Well, within my first year of lessons, I was offered my first paying gig. I went on it with my new Selmer Mark VI tenor bought for $315.00 at Silver and Horland on Park Row serial number around 123,000 and tested and approved by Joe. It was a Saturday night "downtown" City College Dance probably around 1962. When it came my turn to play, the tune was "Old Devil Moon" I was not able to play in tune I was so nervous and not only was I way out of tune but my sound was wavering with waves of nervousness. Needless to say the whole night was a devastating disaster for me. Luckily my lesson with Joe was that following Monday night. When I saw and told Joe what had happened to me and how I was rethinking this whole playing thing for myself he walked over to the window of his studio and threw open those big old windows into the winter night. Across the street at Radio City there was a line waiting in the cold night to get into see the Christmas show. We were only on the top floor but it was a three story building when Joe pushed me over to the window and said that I should put the horn down and start singing "I'm in the mood for love" . When I turned to him embarrassed he said either I should start singing or regret all of the time I have put into learning to play. Well, needless to say, I started singing to the amusement of all of the folks below. I was feeling really humiliated when Joe took the back of my shirt collar and then gave me a big hug and said to me "Brian, now you will never again be embarrassed about making music again in your life because you will be able to hide behind your horn". What a brilliant person he was and, of course, correct.

I have gone on since to have had a decent playing career including stints with various bands such as the Elgarts, Jimmy Dorsey, Nelson Riddle, Tito Puente, Bob Crosby and others so you can get the idea, of all of the teachers I eventually had in my life Joe was the most memorable and I considered his lessons not only to be musical but those of life itself. Add to this the fact that Joe also spoke every romance language fluently plus two dialects of Chinese.
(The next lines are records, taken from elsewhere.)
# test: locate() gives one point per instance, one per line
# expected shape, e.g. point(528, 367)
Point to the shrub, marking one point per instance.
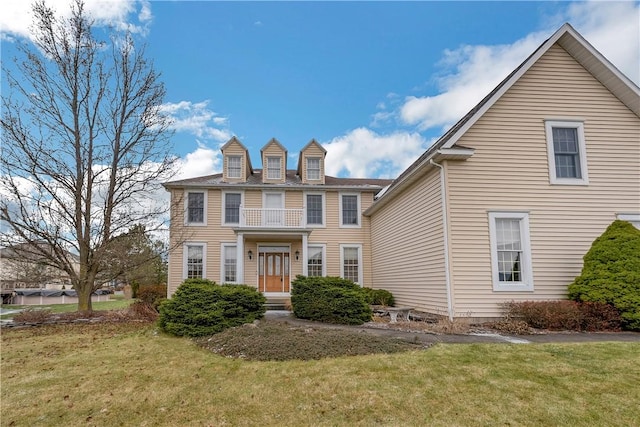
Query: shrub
point(200, 307)
point(379, 297)
point(565, 315)
point(329, 299)
point(611, 272)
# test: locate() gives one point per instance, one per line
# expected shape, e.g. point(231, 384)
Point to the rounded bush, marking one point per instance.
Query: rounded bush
point(200, 307)
point(611, 272)
point(329, 299)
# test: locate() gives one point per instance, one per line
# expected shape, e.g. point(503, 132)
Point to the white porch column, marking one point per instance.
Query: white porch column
point(240, 258)
point(305, 262)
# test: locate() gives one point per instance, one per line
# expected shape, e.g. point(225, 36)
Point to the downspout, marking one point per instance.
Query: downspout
point(445, 232)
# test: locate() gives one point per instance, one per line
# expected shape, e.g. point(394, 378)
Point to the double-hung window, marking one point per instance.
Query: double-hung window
point(232, 203)
point(313, 168)
point(349, 210)
point(196, 208)
point(234, 166)
point(273, 168)
point(567, 153)
point(315, 209)
point(194, 260)
point(510, 251)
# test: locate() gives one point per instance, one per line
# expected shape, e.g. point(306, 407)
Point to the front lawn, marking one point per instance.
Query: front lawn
point(130, 374)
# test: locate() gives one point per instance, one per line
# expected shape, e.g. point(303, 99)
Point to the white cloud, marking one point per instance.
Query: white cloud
point(472, 71)
point(16, 16)
point(198, 120)
point(363, 153)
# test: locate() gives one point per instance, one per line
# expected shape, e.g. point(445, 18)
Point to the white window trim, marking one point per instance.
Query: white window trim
point(223, 248)
point(185, 269)
point(238, 156)
point(579, 125)
point(279, 169)
point(224, 204)
point(323, 247)
point(527, 264)
point(186, 208)
point(359, 225)
point(324, 209)
point(319, 178)
point(343, 246)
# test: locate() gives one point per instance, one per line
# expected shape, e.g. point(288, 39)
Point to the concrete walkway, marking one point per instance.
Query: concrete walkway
point(431, 338)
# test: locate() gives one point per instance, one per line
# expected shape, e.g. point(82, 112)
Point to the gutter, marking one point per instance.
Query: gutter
point(446, 238)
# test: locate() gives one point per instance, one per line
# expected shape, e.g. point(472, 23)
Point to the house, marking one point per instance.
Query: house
point(506, 203)
point(501, 208)
point(262, 227)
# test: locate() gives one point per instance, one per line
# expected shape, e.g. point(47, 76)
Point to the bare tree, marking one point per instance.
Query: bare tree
point(85, 144)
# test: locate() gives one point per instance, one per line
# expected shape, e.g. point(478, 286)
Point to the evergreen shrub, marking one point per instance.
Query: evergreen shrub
point(201, 307)
point(611, 272)
point(329, 299)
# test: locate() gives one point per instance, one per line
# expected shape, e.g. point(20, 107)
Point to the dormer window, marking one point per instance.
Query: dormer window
point(313, 168)
point(273, 168)
point(234, 166)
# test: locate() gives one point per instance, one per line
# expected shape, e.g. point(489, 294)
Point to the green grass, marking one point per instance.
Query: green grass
point(129, 374)
point(66, 308)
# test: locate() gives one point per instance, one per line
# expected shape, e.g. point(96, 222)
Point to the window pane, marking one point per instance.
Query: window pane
point(314, 266)
point(195, 207)
point(314, 209)
point(350, 210)
point(232, 208)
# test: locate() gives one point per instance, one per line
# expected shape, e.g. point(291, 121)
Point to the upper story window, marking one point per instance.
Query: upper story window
point(232, 203)
point(313, 168)
point(196, 212)
point(350, 210)
point(234, 166)
point(567, 153)
point(273, 168)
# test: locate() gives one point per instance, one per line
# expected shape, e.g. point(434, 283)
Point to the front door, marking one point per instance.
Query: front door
point(273, 275)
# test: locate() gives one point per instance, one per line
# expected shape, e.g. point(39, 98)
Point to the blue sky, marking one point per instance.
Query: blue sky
point(375, 82)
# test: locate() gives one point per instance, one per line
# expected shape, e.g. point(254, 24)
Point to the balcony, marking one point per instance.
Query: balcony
point(272, 218)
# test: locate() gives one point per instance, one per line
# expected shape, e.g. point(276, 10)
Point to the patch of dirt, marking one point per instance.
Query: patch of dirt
point(277, 340)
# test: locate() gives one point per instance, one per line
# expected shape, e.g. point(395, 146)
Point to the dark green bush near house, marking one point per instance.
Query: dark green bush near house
point(565, 315)
point(379, 297)
point(611, 273)
point(329, 299)
point(200, 307)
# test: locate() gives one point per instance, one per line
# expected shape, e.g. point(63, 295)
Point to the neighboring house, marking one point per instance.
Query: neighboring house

What a brilliant person he was and how he touched so very many lives. It was a rare lesson when some player either famous or not would not show up just to say hello to Joe while they were in town, he will be missed forever. Oh one other thing, one of his golf buddies back in those days was his biggest competitor in the NYC sax lesson field, Joe Napolean who by the way was another wonderful larger than life person and teacher but that's another story.